Copenhagen Pastry: Marzipan Pigs + A Recipe for Danish Rice Pudding
Copenhagen Pastry's marzipan pig
There are many reasons to stop by Copenhagen Pastry, the bakery and retail shop in Culver City owned and operated by Danish native and longtime Angeleno Karen Hansen. The dark, seed-covered loaves of rye bread. The little bags of holiday sugar cookies. The LAMill coffee. The trays of freshly baked flødeboller and Napoleon hats and almond paste-filled kranse cakes in the enormous case. Since Hansen opened in June, the bakery has been turning out excellent pastries and baked goods in the ægte style of Hansen's homeland.
But in the next few days before Christmas, possibly the best reason to visit Copenhagen Pastry is the enormous marzipan pigs that Hansen has been selling. Imagine your favorite Charlotte's Web-style pig, made entirely out of almond paste and wrapped in a ribbon. What to do with these glorious pigs? Well, you can eat them whole in one sitting, as a certain 11-year-old girl will doubtless be doing when she finds one in her stocking next week.
Or you can award them as prizes, which is what Hansen suggests. And not just a prize for being nice or anything, but for finding an almond in a serving of Danish rice pudding, a custom Hansen described in detail as she gave us this recipe for Ris a La Mande with cherry sauce.
"The hostess puts the almond in, and whoever gets the almond will get the marzipan pig," said Hansen.

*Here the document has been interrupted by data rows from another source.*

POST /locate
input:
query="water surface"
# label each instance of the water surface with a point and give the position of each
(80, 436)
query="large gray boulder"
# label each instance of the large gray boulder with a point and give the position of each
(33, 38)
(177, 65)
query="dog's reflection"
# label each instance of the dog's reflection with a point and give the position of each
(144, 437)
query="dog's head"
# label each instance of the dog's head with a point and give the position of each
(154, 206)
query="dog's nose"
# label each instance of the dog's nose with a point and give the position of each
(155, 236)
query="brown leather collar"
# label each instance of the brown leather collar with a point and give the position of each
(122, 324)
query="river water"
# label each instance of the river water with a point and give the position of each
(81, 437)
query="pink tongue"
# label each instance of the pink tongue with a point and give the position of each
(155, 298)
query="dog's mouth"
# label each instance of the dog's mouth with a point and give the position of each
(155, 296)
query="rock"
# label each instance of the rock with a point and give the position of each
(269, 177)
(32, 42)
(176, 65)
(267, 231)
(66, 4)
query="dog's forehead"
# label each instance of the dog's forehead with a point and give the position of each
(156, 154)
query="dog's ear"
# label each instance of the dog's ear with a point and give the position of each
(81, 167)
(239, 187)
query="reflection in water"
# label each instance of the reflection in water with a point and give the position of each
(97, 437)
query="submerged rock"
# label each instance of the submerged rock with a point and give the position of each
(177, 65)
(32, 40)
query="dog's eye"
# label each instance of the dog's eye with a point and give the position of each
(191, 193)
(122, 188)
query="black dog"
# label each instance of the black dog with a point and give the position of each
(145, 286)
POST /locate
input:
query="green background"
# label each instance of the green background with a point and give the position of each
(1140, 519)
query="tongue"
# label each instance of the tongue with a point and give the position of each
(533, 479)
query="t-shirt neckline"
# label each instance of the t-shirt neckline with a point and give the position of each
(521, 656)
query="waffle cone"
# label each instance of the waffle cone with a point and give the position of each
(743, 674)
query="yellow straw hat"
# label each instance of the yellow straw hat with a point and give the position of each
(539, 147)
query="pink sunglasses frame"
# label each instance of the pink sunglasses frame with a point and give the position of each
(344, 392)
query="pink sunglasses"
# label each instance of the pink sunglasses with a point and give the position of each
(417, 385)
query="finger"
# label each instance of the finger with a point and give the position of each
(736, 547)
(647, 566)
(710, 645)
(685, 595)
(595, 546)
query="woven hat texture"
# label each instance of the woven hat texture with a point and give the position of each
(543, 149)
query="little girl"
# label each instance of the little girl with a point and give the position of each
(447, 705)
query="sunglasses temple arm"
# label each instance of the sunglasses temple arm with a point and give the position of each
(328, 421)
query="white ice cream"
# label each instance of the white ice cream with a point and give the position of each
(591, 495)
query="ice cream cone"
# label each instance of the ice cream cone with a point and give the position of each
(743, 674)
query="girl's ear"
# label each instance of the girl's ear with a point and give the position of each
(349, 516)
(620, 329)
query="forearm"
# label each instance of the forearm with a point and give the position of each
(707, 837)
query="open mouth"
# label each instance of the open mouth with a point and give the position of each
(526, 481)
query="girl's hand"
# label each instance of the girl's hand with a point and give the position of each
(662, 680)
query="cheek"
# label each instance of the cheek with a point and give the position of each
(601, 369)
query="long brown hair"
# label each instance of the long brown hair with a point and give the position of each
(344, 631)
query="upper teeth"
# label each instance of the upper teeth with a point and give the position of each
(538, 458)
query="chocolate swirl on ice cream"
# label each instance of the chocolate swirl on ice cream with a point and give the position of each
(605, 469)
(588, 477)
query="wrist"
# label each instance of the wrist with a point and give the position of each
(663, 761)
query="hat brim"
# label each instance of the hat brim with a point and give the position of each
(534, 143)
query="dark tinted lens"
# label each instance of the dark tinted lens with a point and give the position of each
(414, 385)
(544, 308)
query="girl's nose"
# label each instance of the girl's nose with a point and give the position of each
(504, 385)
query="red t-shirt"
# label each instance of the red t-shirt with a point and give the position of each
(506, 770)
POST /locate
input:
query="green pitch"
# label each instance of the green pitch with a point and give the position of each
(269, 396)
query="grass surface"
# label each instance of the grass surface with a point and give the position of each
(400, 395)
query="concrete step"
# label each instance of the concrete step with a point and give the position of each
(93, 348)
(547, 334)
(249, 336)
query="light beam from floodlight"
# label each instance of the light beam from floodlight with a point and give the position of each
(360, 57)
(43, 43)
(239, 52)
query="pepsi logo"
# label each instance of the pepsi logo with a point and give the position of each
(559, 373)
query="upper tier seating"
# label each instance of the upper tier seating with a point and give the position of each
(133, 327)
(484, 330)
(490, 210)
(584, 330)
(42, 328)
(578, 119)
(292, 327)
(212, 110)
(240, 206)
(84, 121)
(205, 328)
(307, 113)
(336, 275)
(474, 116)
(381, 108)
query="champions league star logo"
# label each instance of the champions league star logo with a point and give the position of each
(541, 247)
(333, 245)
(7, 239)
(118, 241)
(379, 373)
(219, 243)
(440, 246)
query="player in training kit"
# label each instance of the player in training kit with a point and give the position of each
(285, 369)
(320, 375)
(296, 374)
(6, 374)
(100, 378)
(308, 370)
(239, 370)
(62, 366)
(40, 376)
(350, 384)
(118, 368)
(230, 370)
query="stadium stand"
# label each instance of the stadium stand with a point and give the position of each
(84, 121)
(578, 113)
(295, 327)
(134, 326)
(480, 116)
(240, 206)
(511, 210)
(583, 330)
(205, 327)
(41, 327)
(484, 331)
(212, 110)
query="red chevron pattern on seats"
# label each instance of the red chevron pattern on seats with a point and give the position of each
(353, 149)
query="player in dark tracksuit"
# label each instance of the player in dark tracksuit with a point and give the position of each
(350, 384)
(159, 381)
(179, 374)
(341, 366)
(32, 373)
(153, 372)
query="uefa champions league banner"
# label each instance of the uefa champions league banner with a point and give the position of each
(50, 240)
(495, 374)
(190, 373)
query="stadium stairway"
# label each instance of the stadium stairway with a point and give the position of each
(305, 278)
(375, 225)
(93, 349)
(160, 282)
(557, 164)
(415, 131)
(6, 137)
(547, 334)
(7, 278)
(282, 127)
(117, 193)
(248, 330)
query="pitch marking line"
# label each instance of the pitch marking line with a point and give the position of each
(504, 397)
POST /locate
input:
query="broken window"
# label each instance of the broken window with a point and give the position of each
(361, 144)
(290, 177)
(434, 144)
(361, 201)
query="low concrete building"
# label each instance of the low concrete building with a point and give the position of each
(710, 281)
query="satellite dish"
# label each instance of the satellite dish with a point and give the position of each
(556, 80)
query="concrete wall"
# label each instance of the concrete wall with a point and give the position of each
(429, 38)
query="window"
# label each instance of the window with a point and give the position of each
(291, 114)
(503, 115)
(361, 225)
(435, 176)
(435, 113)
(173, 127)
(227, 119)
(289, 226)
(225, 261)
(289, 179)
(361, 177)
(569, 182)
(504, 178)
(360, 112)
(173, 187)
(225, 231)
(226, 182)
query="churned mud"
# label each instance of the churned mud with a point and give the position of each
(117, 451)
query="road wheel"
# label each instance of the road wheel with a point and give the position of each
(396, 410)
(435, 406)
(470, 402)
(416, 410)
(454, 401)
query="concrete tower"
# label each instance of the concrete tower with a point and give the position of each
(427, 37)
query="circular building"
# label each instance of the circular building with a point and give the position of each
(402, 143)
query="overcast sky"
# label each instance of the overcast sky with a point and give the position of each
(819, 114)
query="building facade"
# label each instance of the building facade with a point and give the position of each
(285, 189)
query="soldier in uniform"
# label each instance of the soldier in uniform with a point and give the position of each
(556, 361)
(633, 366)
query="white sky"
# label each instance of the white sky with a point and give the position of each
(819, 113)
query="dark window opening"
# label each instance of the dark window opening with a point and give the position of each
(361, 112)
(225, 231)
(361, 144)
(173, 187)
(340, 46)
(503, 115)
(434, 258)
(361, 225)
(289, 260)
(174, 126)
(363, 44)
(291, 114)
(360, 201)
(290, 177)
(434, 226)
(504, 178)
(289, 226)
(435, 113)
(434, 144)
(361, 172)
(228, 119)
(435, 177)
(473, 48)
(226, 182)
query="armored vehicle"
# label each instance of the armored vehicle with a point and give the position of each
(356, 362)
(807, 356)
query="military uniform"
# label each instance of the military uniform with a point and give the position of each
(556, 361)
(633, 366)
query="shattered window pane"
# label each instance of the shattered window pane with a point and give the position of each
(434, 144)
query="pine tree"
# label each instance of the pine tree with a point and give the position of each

It's a nicely Danish custom for a nicely Danish dish, the recipe for which follows. Bringing things Danish to L.A. being the guiding principle of Copenhagen Pastry.
"We didn't want to reinvent the wheel," said Hansen of the products she and her crew bake daily in the large open bakery next to the shop. "Everybody in Denmark bakes and bakes and bakes." So do the bakers at her bakery, who bake not only every day, but more than once every day. "Whenever we run out, we bake more." Particularly on the weekends, when they bake pretty much all day. This is made somewhat more practical since the bakers can see through the bakery's window right into the shop, and thus can see exactly what's on the shelves and what's empty.
Hansen, whose brother has bakeries in Denmark, opened the bakery in a space that was previously an auto upholstery shop. Now they make marzipan pigs instead, which is really what gentrification should mean, in an ideal world.
Danish rice pudding (Ris a La Mande) with cherry sauce
From: Copenhagen Pastry
Note: Traditionally this dessert is served on Christmas Eve. The hostess adds the whole almond to the pudding before serving. Each guest serves themselves, and whoever finds the almond gets a marzipan pig as a prize. (Find another prize if you don't have a marzipan pig.) Make the pudding the day before.
8 tablespoons Arborio or sweet Japanese rice
4 cups whole milk
6 tablespoons sugar
1 vanilla bean (split, with seeds scraped out)
1 cup blanched almonds, finely chopped
1 whole blanched almond
2 1/4 cups whipped cream
1. Simmer the milk in a large pot, stirring frequently to prevent burning.
2. Add the rice and vanilla bean (save the seeds for later), simmer for about 45 minutes until the rice is tender, stirring frequently to prevent burning.
3. Remove the mixture from the heat. Add the sugar, almonds and vanilla seeds.
4. Refrigerate overnight, removing the vanilla bean.
5. The next day, stir the rice mixture to eliminate any lumps. Fold in the whipped cream. (The hostess should add the single whole almond.)
6. Serve cold in a big bowl, allowing guests to serve themselves.
2 cups frozen cherries
2 tablespoons water
1/4 cup sugar (or to taste)
1 tablespoon cornstarch, dissolved in 2 tablespoons water (optional)
1. In a medium saucepan, add the frozen cherries and the water. Heat on low until thawed, then add sugar an dstirr. Let simmer for about 3-5 minutes.
2. Add the cornstarch mixture to the sauce to thicken it. (This step can be omitted if you want a more natural and thinner sauce.)
3. Serve warm, allowing the guests to add to the pudding themselves.